Rodada 1 BR-11 – Sabadão do Ronaldinho Gaúcho

domingo, 22 de maio de 2011

 

* Ronaldinho Gaúcho voltar a jogar bem não chega a ser uma novidade, nem manchete. Mas foi quase o fim do mundo a ótima primeira etapa de Egídio contra o mistão catarinense, no largo FLAMENGO 4 X 0 ÁVAÍ, em Macaé. Mérito rubro-negro que se aproveitou de um time desfalcado e desfocado na estreia do BR-11.

* Bottinelli foi outro que jogou direitinho, fez o primeiro gol oficial pelo Flamengo, e deu ritmo a um meio-campo que nem precisou do melhor Thiago Neves para golear no contragolpe. Resultado nada bom para o Avaí que sonha com os olhos abertos na Copa do Brasil, mas que precisa estar muito esperto no Brasileirão.

* Toró fez um e perdeu outro ainda mais fácil. Magno Alves fez dois, e poderia ter feito muito mais. No ATLÉTICO MINEIRO 3 X 0 ATLÉTICO PARANAENSE, em Sete Lagoas, o time de Dorival Júnior foi eficiente e muito mais rápido que o lento e arrastado Furacão, que adotou um esquema muito precavido na primeira etapa, com muita gente marcando, e ninguém que soubesse compor o ataque.

* O Galo vai se ajeitando a partir da juventude de gente como Fillipe Soutto e Giovanni Augusto no meio-campo. O Furacão não vai se organizando com gente que não dá velocidade ao jogo na intemediária, ainda que tenha história e qualidade.

* SANTOS 1 X 1 INTERNACIONAL. Clássico que pode decidir o BR-11. Dois dos três melhores times do país.

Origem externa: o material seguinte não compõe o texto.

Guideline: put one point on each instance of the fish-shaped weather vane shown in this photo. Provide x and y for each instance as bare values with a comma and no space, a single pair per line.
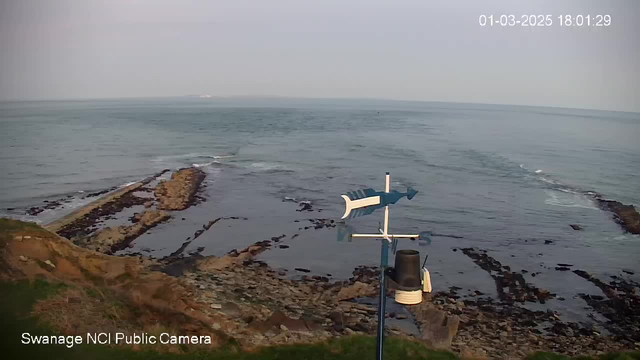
366,201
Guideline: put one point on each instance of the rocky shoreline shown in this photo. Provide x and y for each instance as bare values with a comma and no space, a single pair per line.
625,215
258,305
178,193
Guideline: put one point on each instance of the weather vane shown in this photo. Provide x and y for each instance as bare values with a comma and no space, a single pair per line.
407,278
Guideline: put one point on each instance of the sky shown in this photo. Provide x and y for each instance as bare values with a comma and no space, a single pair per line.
396,49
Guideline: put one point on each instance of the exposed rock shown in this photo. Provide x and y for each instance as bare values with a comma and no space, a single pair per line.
179,192
625,215
358,289
212,263
511,286
621,307
437,327
113,239
83,226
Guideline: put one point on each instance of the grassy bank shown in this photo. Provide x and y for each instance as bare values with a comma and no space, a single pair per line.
18,299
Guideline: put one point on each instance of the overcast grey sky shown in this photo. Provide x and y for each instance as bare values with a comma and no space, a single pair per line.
395,49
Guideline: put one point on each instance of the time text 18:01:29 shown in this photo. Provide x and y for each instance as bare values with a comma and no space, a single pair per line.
545,20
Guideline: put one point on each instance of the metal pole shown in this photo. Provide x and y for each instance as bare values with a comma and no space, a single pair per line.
384,257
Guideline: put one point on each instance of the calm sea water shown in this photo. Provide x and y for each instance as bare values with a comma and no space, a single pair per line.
505,178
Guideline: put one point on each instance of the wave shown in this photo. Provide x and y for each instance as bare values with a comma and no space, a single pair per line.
269,167
569,200
190,156
205,164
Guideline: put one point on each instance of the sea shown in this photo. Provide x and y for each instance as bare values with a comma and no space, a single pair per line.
506,179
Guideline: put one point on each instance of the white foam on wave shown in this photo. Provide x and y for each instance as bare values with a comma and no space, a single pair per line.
569,199
205,164
266,166
190,156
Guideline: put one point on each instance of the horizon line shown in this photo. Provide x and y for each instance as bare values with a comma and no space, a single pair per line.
287,97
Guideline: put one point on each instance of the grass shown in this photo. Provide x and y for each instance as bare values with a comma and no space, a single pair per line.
634,355
18,299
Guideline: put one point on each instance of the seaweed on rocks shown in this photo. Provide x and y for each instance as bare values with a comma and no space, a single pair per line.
511,286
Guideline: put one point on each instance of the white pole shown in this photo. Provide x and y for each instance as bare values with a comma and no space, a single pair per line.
387,188
381,236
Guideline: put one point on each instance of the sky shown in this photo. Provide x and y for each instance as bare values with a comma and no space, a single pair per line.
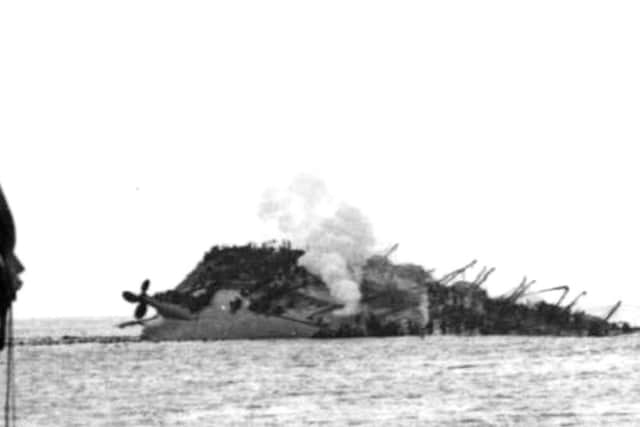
134,135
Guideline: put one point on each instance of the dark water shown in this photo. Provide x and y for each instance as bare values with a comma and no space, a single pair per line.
435,381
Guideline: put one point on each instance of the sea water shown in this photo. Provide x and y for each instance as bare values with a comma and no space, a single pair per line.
435,381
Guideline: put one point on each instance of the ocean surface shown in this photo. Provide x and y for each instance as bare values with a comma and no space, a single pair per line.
435,381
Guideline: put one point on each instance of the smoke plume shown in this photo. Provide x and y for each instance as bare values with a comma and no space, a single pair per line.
336,237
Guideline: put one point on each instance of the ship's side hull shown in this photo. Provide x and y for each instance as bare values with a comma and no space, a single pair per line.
217,322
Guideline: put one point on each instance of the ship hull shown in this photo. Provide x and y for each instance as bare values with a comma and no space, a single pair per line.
218,322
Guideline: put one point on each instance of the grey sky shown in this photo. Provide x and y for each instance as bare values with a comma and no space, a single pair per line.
135,135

Candidatos ao título nacional. Atual campeão da Libertadores contra o provável futuro vencedor. Até por isso com 11 reservas. Que se esforçaram e atrapalharam a vida do campeão gaúcho. Que também pouco jogou, ainda que quase completo, na Vila Belmiro.

* Em respeito ao que fizeram e que deverão fazer no BR-11, fico por aqui. Lamentando nosso calendário que leva um jogo que pode decidir o campeonato a ter um um dos favoritos com apenas reservas contra outro candidato ao título; e, ainda mais, o número de casais que serão desfeitos e/ou terão crises pelo horário de 21h aos sábados.

* O mesmo vale para o Presidente Vargas, CEARÁ 1 X 3 VASCO. As duas equipes decidem se poderão fazer mais dois jogos na decisão da Copa do Brasil no meio de semana. Por isso tiraram o pé do acelerador e os melhores times de campo. Mas quem teve Bernardo, fundamental no arranque vascaíno no meio da temporada, teve muito mais, no Ceará.

* O resultado, conquistado de virada, recupera o time paar a duríssima tarefa da Ressacada. Ainda acho que está mais para o Vasco que para o Avaí. Como parece estar mais para o Coritiba que para o Ceará.